The 6-foot-6 Klitschko capped a 134-6 (65 KOs) amateur career by winning super heavyweight gold at the 1996 Olympic Games. He turned pro the same year in Germany and won 24 straight bouts before losing to Ross Purrity. He rebounded to defeat Chris Byrd for the WBO heavyweight title and in 2006 stopped Byrd again for the IBF/IBO titles to begin a dominant nine-year title reign that included 18 successful defenses.
Nicknamed “Dr. Steelhammer,” the native of Kazakhstan was heavyweight champion longer than anyone in history (12 years, 2 days) and finished with a pro record of 64-5 (53 KOs).
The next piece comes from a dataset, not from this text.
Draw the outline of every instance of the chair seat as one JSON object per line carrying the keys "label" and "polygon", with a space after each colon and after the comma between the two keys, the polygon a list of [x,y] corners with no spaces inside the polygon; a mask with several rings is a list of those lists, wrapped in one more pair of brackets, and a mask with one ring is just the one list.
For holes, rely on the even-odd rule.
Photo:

Ali also retired unbeaten with a 24-0 record (21 KOs) that included a 2003 win over Christy Martin. The 5-10 Ali used a precise jab and powerful right hand to register an 87.5 knockout percentage, living up to her nickname, “She Bee Stingin’.”
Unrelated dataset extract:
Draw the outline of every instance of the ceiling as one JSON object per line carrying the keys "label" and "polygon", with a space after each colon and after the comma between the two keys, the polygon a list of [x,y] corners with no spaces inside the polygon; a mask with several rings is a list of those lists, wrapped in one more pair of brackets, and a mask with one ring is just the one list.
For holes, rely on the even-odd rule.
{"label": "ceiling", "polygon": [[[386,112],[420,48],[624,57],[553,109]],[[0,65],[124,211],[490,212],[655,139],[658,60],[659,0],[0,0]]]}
Tonawanda, who will be enshrined as a Trailblazer, began boxing in the early 1970s and, with sanctioned women’s bouts scarce, spent the majority of her career on the underground female boxing circuit. Denied a professional boxing license from the New York State Athletic Commission in 1974 because of her gender, she filed a sex discrimination suit in 1975 and, after a protracted legal battle that involved lawsuits by other women, the judge ruled in her favor.
Along with Cat Davis and Trimiar, Tonawanda was among the first women granted a license by New York, on Sept. 19, 1978. She was the first female boxer to compete at Madison Square Garden, registering a second-round stoppage of Larry Rodaina in a mixed martial arts bout. The 5-9 Tonawanda, dubbed “The Female Ali,” also sparred with Muhammad Ali at his training camp and worked as his bodyguard. She died of colon cancer in 2009 at age 75.